## Set up

In [1]:
import numpy as np
import pandas as pd
import scipy.sparse
from sklearn.cluster import KMeans
from sklearn.metrics import homogeneity_score, completeness_score, adjusted_rand_score, calinski_harabasz_score
import pickle

In [2]:
# create global variable to use for random seed as needed
random_seed = 466

## Load data

In [3]:
def load_unsupervised_tweet_df():
    """
    Load tweet dataframes (assumes filename structure)
    """
    filepath_in = f'../data/derived/tweets_unsupervised.csv'
    df = pd.read_csv(filepath_in)
    return df

def load_unsupervised_tweet_vectors(vector_name):
    """
    Load tweet vectors (assumes filename structure)
    """
    filepath_in = f'../data/derived/vectors/vector{vector_name}_unsupervised.npz'
    vectors = scipy.sparse.load_npz(filepath_in)
        
    return vectors

## Fit clusters

In [4]:
def fit_clusters(num_clusters, vectors, random_seed, vector_name):
    """
    Fit KMeans with provided number of clusters and vectors
    """
    # initialize k-means
    kmeans = KMeans(n_clusters = num_clusters, random_state = random_seed)

    # train k-means
    kmeans.fit(vectors)
    
    # write to file
    filepath_out = f'../data/derived/models/kmeans_vector{vector_name}_clusters{num_clusters}.pkl'
    pickle.dump(kmeans, open(filepath_out, 'wb'))
    
    return kmeans

## Predict clusters

In [5]:
def predict_clusters(kmeans, vectors, df, vector_name):
    """
    Generate predictions with fit K-Means
    """
    # gereate predictions
    predictions = kmeans.predict(X = vectors)
    
    # create dataframe with record IDs, labels and predicted labels
    df = pd.DataFrame(data={'tweet_id':df['tweet_id'], 'label':df['label'], 'prediction':predictions})
    
    # write dataframe to file
    filepath_out = f'../data/derived/predictions/kmeans_vector{vector_name}_clusters{kmeans.n_clusters}.csv'
    df.to_csv(filepath_out, index=False)
    
    return predictions

## Evaluate clusters

In [6]:
def evaluate_clusters(vectors, predictions, labels, subset_predictions, num_clusters, vector_name):
    """
    Calculate homogeneity, completeness, adusted Rand, and Calinski Harabasz scores
    """
    # initialize empty dictionary to store metrics
    metrics = dict()
    
    # calculate metrics
    calinski_harabasz = calinski_harabasz_score(vectors.toarray(), predictions)
    homogeneity       = homogeneity_score(labels,   subset_predictions)
    completeness      = completeness_score(labels,  subset_predictions)
    adjusted_rand     = adjusted_rand_score(labels, subset_predictions)
    
    # store metrics
    metrics['homogeneity']       = homogeneity
    metrics['completeness']      = completeness
    metrics['adjusted_rand']     = adjusted_rand
    metrics['calinski_harabasz'] = calinski_harabasz
    
    # create dataframe
    metrics_df = pd.DataFrame(data=list(metrics.items()), columns=['metric','value'])
    
    # write dataframe to CSV
    filepath_out = f'../data/derived/performance/kmeans_vector{vector_name}_clusters{num_clusters}.csv'
    metrics_df.to_csv(path_or_buf = filepath_out, index = False)
    
    return metrics_df

## Fit, predict, and evaluate in one function

In [7]:
def kmeans(vector_name, num_clusters, random_seed):
    
    # load dataframe and vectors
    tweet_df = load_unsupervised_tweet_df()
    vectors  = load_unsupervised_tweet_vectors(vector_name)
    
    # fit kmeans
    kmeans = fit_clusters(num_clusters, vectors, random_seed, vector_name)

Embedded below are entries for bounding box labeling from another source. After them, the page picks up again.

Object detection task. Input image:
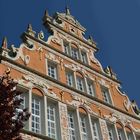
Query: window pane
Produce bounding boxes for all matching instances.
[71,48,79,59]
[66,72,74,87]
[118,129,126,140]
[81,52,87,64]
[32,98,41,133]
[48,63,57,79]
[102,87,111,104]
[68,112,76,140]
[63,42,69,55]
[76,77,84,91]
[47,104,56,138]
[87,80,95,96]
[80,115,88,140]
[92,120,100,140]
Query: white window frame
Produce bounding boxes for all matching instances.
[117,128,126,140]
[86,79,95,96]
[48,61,57,79]
[63,41,70,55]
[81,51,87,64]
[71,47,79,60]
[47,103,57,139]
[101,86,112,104]
[126,132,134,140]
[76,76,84,92]
[80,114,88,140]
[68,111,76,140]
[66,70,74,87]
[32,97,41,134]
[91,119,100,140]
[107,123,115,140]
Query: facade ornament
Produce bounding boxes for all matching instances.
[27,24,36,37]
[132,100,140,117]
[51,37,61,46]
[104,66,117,79]
[123,99,131,111]
[99,118,109,140]
[1,37,8,49]
[88,35,96,44]
[38,31,44,40]
[37,47,43,60]
[98,79,109,88]
[104,113,131,126]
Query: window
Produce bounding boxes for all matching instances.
[47,103,56,139]
[63,42,69,55]
[71,48,79,59]
[32,98,41,133]
[80,115,88,140]
[127,132,134,140]
[76,77,84,91]
[19,94,25,109]
[68,111,76,140]
[87,80,95,96]
[66,71,74,87]
[92,119,100,140]
[48,62,57,79]
[136,134,140,140]
[81,52,87,64]
[118,129,125,140]
[101,87,111,104]
[107,124,116,140]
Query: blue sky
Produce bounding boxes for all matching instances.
[0,0,140,106]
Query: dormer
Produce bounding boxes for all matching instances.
[43,7,86,39]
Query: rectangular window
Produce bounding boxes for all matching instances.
[92,119,100,140]
[48,62,57,79]
[107,124,116,140]
[68,111,76,140]
[71,48,79,59]
[63,42,70,55]
[101,87,111,104]
[32,98,41,133]
[81,52,87,64]
[136,134,140,140]
[76,77,84,91]
[47,104,56,139]
[66,71,74,87]
[87,79,95,96]
[19,94,25,109]
[127,132,134,140]
[80,115,88,140]
[118,129,126,140]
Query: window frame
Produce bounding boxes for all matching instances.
[101,85,112,104]
[47,60,58,80]
[31,96,41,134]
[47,101,57,139]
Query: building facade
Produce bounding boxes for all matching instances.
[0,8,140,140]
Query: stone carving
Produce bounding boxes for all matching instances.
[104,113,131,126]
[99,118,109,140]
[59,102,68,140]
[38,31,44,40]
[104,66,117,79]
[123,100,131,111]
[51,37,61,45]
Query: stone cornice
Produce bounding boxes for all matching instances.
[43,20,99,51]
[21,129,54,140]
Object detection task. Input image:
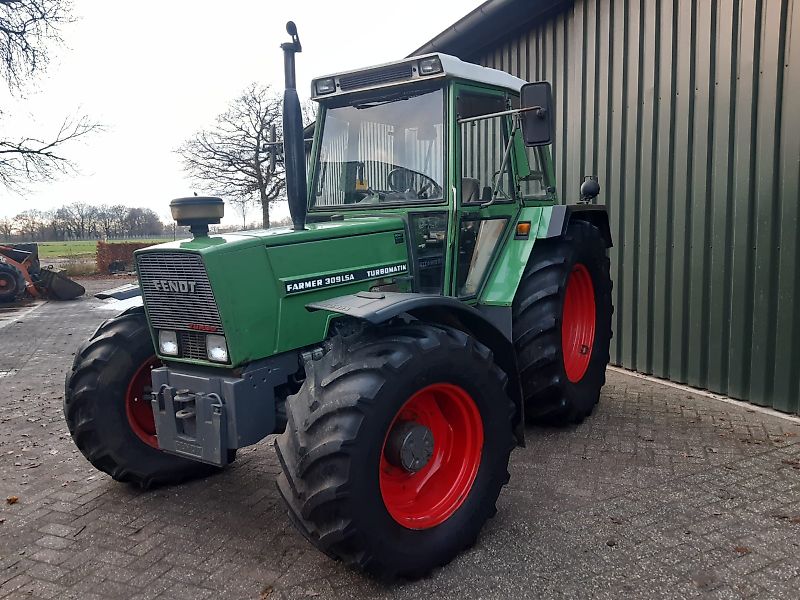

    # generate predictions for all tweets
    predictions = predict_clusters(kmeans, vectors, tweet_df, vector_name)
    
    # get labels and labelled subset of predictions (used for metrics that require ground truth)
    subset_idx = [i for i in range(len(tweet_df)) if tweet_df['label'][i] != 0]
    subset_predictions = predictions[subset_idx]
    labels = tweet_df.iloc[subset_idx, :]['label']

    # evaluate clusters
    evaluate_clusters(vectors, predictions, labels, subset_predictions, num_clusters, vector_name)

## Fit models with multiple vectors and number of clusters

In [8]:
# initialize list of number of clusters
num_clusters_list = [i for i in range(2, 11)]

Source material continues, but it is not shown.